Question

solve DE y=1/2(xy'+y") with y(0)=1 and y'(0)=0 with power series and what do you expect of the convergence behaviour of the power series? What is the convergence radius?
With the power series I found that y=1+x²... but not sure how to evaluate its convergence behaviour or get the radius from hereon

Answer 1

Please give a few more terms so that we can get the general form. Form there then we can work out the convergence.

Answer 2

recursive relationship
\[c _{n+2}=\frac{ -(n-2)c _{n} }{ (n+2)(n+1) }\]

since y(0)=1 and y'(0)=0
=> c0=1
=> c1= 0
=>c2=1 (the constants that I put out of the summations to equalize to one are 2(c2-c0)=0)
and every further coefficient =0 after that

Answer 3

It looks like your power series is: (x^2)^0 + (x^2)^1+(x^2)^2+... which is a geometric series. Which means it can be rewritten as 1/(1-x^2) so that means we need the denominator to be not zero or smaller because if it's larger then it really diverges.

Answer 4

I can explain anything that you don't understand about my reasoning if it seems weird to help you fill in the gaps and understand. =)

Answer 5

Wait, though are you saying the whole answer is just

y=1+x² and that's it? Now that I've seen your recursion it sounds like you're saying all coefficients are 0 except those two.

Answer 6

yes, I had thought of the geometric series, but wasn't sure what to put for r, but the 1+x² and that's it threw me for a loop.

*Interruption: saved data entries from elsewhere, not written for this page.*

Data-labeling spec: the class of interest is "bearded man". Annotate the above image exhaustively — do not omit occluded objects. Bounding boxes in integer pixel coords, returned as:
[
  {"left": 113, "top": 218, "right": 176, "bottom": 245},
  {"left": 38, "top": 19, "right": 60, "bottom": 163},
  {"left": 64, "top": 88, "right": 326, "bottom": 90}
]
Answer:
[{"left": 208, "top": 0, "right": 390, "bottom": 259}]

But it's 0 because of the conditions given along of y(0)=1 and y'(0)=0

Answer 7

Ok I think I am discovering a problem.

What is the coefficient on the first 4 even terms?

Answer 8

I'm not sure I see how you reasoned out how all the even terms past C0 and C2 are zero. I see how the odd ones will be all 0 because your recursion relation and y'(0)=0.

Answer 9

Ahh wait no I'm wrong, sorry you're right I just did some algebra wrong.

Well that's fairly straight forward then.

y=1+x^2. There are no more terms. It's not 1+x^2+... since all the higher terms are zero.

So then it's fairly simple, it is not limited because you don't have an infinite series anymore.

Answer 10

Here's DE I have before applying the extra conditions and finding the recursive relationship
\[2(c _{2}-c _{0})+\sum_{n=1}^{\infty}\left[ \left( n+2 \right)\left( n+1 \right) c_{n+2}+\left( n-2 \right) c _{n}\right]x ^{n}=0\]

So I know that c2=c0

If i ignore the extra conditions I get

n=1 -> c3=c1/3!
n=2 -> c4=0
n=3 -> c5=-c3/5!
n=4 -> c6=0

Answer 11

So it converges for all values of x, its radius of convergence is infinite. It's not an infinite series anymore, so it's just like any other differential equation you solved without power series.

Answer 12

One half of the solution is not infinite while the other half is infinite

Answer 13

@DominicNg There is no infinite half.

Answer 14

Ah ok. Sorry, I'm used to sometimes writing ... in my sentences, and in that one that would have been confusing. But at least I have an answer.

I was stumped for finding a limit of something that wasn't a series in this case and had no n's. And I wasn't sure what to do regarding convergence and radius if I didn't have a limit. You've given me the understanding now.

Answer 15

Awesome, yeah. In some way you can kind of pretend that in the limit of n it converges for all n since... n isn't even there! You could do anything to n and it will converge since it's nowhere to be found. =)

Answer 16

well x can be any real number, and y will always be a positive real number. It won't converge to negative infinity. Is that what you mean @DominicNg?

Answer 17

Let me clarify the DE. Is it:\[y=\frac{ 1 }{ 2 }(xy'+y'')\]or\[y=\frac{ 1 }{2(xy'+y'') }\]

Answer 18

Let me now and i will go away and work in detail rather than making statement off the cuff.

Answer 19

It's the first

Answer 20

OK I will revert

Answer 21

So you get 2y=(xy'+y")

Answer 22

Thanks for wanting to check on my calculations.